As a result of the pandemic of 2020, you’ve had to adapt your work arrangement—where you work, the way you work and the way you relate to your coworkers. Gone are the chats in the break room, in-person mentoring and general camaraderie. For the most part, you have lost the ability to connect with your colleagues and work in a more normal fashion. Stressor number one.
Aside from having to make work and social adjustments, the pandemic has taken a turn in the wrong direction. Infections and deaths are spiking and there is no end in sight. Each day is worse than the day before. And the virus variants only make life more on edge.
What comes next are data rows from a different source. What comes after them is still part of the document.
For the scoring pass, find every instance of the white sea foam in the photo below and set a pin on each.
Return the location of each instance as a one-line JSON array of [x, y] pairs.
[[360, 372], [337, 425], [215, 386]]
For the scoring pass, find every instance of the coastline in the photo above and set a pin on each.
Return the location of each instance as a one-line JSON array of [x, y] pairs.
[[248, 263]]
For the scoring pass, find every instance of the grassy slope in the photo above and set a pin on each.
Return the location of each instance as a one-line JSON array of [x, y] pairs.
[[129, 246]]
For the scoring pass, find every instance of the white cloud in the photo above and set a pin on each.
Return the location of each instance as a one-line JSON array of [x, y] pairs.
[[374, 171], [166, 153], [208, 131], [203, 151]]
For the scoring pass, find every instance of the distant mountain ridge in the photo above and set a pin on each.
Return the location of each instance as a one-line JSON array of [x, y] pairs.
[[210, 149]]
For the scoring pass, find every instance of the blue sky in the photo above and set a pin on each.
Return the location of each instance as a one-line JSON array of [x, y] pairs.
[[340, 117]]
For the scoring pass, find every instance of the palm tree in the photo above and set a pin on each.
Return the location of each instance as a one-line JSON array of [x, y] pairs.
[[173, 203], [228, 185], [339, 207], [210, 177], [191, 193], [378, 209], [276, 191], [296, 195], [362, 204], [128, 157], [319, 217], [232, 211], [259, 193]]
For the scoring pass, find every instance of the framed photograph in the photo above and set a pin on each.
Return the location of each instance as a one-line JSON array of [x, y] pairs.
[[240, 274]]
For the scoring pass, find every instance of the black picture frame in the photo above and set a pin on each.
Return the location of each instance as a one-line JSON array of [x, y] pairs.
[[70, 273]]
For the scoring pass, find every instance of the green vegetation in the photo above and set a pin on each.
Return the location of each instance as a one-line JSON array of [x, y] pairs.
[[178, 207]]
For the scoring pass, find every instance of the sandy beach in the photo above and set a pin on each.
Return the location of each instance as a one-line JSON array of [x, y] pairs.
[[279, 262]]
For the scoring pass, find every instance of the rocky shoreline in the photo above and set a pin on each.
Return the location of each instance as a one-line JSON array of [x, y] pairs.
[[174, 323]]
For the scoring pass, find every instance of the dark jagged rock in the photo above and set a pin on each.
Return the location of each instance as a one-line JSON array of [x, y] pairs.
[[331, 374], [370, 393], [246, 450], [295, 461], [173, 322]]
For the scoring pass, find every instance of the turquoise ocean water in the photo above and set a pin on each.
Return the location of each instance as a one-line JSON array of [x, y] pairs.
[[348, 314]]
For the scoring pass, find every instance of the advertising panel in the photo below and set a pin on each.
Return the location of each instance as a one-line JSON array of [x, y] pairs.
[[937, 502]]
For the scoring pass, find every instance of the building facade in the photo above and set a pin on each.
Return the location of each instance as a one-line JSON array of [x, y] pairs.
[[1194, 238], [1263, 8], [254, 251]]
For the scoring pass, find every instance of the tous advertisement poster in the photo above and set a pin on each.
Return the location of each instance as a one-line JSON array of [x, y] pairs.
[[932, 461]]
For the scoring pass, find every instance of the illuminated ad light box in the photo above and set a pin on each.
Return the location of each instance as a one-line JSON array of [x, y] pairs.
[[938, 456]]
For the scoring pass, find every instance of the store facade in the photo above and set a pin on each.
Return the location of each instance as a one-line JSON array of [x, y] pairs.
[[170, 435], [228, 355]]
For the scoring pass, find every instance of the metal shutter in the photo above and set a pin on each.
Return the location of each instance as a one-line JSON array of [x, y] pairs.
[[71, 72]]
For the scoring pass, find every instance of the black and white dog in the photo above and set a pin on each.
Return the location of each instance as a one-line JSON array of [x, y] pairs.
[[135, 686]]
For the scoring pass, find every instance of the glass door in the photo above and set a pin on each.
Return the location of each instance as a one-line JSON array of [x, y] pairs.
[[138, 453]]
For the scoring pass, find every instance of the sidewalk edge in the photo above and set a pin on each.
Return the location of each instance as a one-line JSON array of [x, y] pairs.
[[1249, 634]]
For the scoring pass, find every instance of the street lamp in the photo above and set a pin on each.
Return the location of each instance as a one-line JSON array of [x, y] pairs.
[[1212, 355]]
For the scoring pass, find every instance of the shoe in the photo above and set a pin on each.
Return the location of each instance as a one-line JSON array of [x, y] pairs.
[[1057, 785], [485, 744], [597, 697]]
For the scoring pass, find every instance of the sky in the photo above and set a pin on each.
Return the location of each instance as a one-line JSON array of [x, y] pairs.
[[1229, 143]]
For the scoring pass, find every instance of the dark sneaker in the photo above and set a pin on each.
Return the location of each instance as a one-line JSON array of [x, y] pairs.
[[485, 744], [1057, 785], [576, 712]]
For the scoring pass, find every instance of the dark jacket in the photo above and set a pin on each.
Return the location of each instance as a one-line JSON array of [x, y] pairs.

Stressor number two.
Add to that the undercurrent of social unrest and political strife. People are on edge and wondering what will happen next. It feels very chaotic and out of control. There is a significant divide in our country that seems unresolvable. Stressor number three.
Finally, the holiday season that you usually rely on to relax, restore and recharge was turned on its end. You had to make adjustments that hindered your normal celebration traditions. As a result, you are entering the new year and the spring season without being fully charged. Stressor number four.
Individually, each stressor is enough to throw you off balance. Collectively, they can easily put you at risk. The danger is that you are more susceptible to a sinking attitude and general malaise that can overwhelm you. Entering the season already stressed and partially exhausted could have you running out of steam more quickly than you expect.
I just completed a series of leadership training courses for senior associates, supervisors, managers and senior managers. As an opening exercise for each class, I asked about their New Year’s resolutions and 2021 goals. I was pleased to hear so many report of their desire to take on routines and practices that emphasize healthy living. Their aspirations were physical (diet, exercise and sleep) psychological (unplugging, connecting with friends) and spiritual (morning routines for focus, gratitude and meaning). I also asked about their feeling of readiness and, on a scale of 1 (poor) to 6 (energized), most indicated they were at a 3 or 4. Not very encouraging.
So I write this Message and the next couple of Messages to implore you to be attentive to your health. You are the only one who can protect yourself and your choices, routines and personal rules for living well are more important than ever.
As you enter the new year and prepare for the work demands of the spring season, pay attention to your health. Practice the things that you know that are good for you and act before you begin to wane. This is a time to protect yourself from being at risk.